Today, Russ Baker points out in Tom Paine.com that he reported back in October, in interviews with a former Bush speechwriter, that Bush actually had envsioned invading Iraq well before 9/11:
- "He was thinking about invading Iraq in 1999," said author and journalist Mickey Herskowitz. "It was on his mind. He said to me: 'One of the keys to being seen as a great leader is to be seen as a commander-in-chief.' And he said, 'My father had all this political capital built up when he drove the Iraqis out of Kuwait and he wasted it.' He said, 'If I have a chance to invade . . . .if I had that much capital, I'm not going to waste it. I'm going to get everything passed that I want to get passed and I'm going to have a successful presidency."
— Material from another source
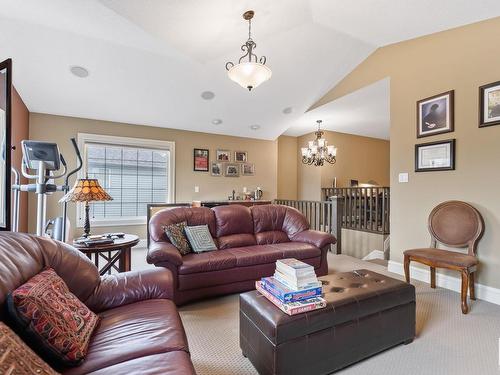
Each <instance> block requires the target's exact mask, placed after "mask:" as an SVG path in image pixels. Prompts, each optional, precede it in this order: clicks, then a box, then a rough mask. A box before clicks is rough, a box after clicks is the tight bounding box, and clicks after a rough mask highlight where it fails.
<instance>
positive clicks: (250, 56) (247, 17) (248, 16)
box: [226, 10, 272, 91]
mask: <svg viewBox="0 0 500 375" xmlns="http://www.w3.org/2000/svg"><path fill="white" fill-rule="evenodd" d="M253 16H254V11H253V10H248V11H246V12H245V13H243V18H244V19H245V20H247V21H248V40H247V41H246V43H245V44H243V45H242V46H241V50H242V51H243V52H246V53H245V54H244V55H243V56H241V57H240V59H239V61H238V64H236V65H235V64H234V63H232V62H231V61H229V62H227V63H226V70H227V75H228V77H229V79H231V80H232V81H234V82H236V83H237V84H238V85H240V86H241V87H244V88H246V89H248V91H251V90H252V89H253V88H255V87H257V86H259V85H260V84H261V83H263V82H265V81H267V80H268V79H269V78H271V74H272V72H271V69H269V68H268V67H267V66H266V65H265V64H266V56H261V58H260V59H259V58H257V55H256V54H254V53H253V50H254V49H255V48H257V44H255V42H254V41H253V40H252V18H253ZM246 57H248V61H243V60H244V59H245V58H246ZM242 61H243V62H242Z"/></svg>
The mainstream press dismissed the stories and essentially ignored them. However, the Downing Street Memo only confirmed what Herskowitz was describing.
At times, I think even the talk about PNAC and the Bush Doctrine is something of a smokescreen when it comes to explaining why we invaded Iraq. It is clear, after years of observing him in action, that George W. Bush's style of leadership consists of finding data and evidence to confirm his preconceived notions. He adopted the PNAC and Iraqi National Congress folks because they were saying what he wanted to hear.
And invading Iraq was what he wanted to hear because that was his vision for his presidency from the get-go. Of course, it is a vision drenched in Oedipal rivalry and crude power-mongering, using war as a pretense for a broader political agenda.
Which is, of course, exactly what we got.